Many advertisers use the First Amendment to the Constitution as a defense in their practices. But does the amendment protect commercial uses of speech? Research notes that judges, politicians and philosophers have long argued that the amendment's purpose is to foster open and unrestricted political debate which leads to improvement and refinement of a government and enables a democratic system. Opponents to the use of the amendment to protect advertisers state that commercial speech is concerned with the exchange of goods, not creation of political ideas. Commercial speech regulation is acceptable because it isn't based on intolerance, but rather is based on the concern for the well-being of the community.
On the other hand, people who support the use of the first amendment in protecting rights of advertisers argue that a free-market economy and a democratic system are inherently inter-twined. All issues that affect attitudes about access to goods and services are also political issues. They stress that protecting advertising does not dilute the value of the constitution, but instead shows the true form of democracy, and that exclusion from the amendment opposes the principles of democracy, and leads to a dangerous precedent.

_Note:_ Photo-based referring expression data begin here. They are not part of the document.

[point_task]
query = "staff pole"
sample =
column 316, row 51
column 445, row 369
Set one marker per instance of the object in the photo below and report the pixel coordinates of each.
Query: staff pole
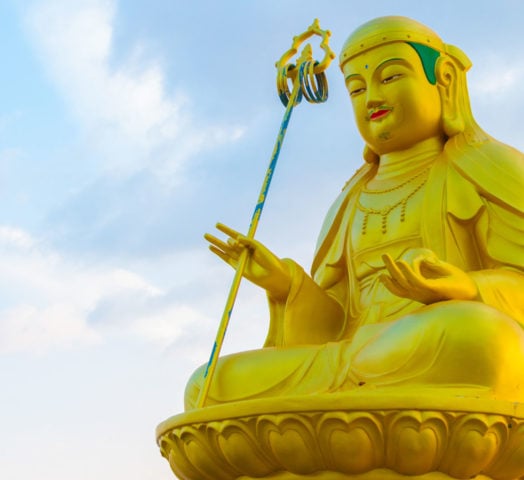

There are two types of regulatory bodies in advertising. The first one consists of advertisers who create self-regulatory codes.These include the American Association of Advertising Agencies, the American Advertising Federation, and the Association of National Advertisers. These organizations created the National Advertising Division (NAD), which operates as an arm of the Council of the Better Business Bureaus (CBBB). The CBBB itself is also involved in a broad range of consumer and marketplace issues. The BBB publishes a Code of Advertising which provides a guide for companies to use when questions arise.The BBB regularly monitors advertisements for compliance to the code, as well as with local, state and federal regulations. The BBB's code includes twenty principles. The first states that the primary responsibility for truthful advertising rests with the advertiser, and that they should be prepared to substantiate any claims or offers. In addition, "an advertisement as a whole may be misleading although every sentence separately considered is literally true. Misrepresentation may result not only from direct statements but by omitting or obscuring a material fact". The code also gives specific guidance in regard to comparative price, value, and savings claims. It indicates what the advertiser may compare their selling price with, such as their own former selling price, or the current selling price sole by rivals. It also gives distinct instructions for each method of comparison.Finally, it gives definitions for the terms, "list price," "manufacturer's list price," "reference price," "suggested retail price," and similar terms which have been used extensively in deceptive advertising. The CBBB's policies are in the interest of advertisers since they foster the image of reliability, thus building the professional ethics of advertisers. The BBB is not a law enforcement agency, but it does encourage voluntary cooperation, and keeps records of questionable advertising practices which are available to the public. Laws do exist, however, which further restrict the activities of advertisers.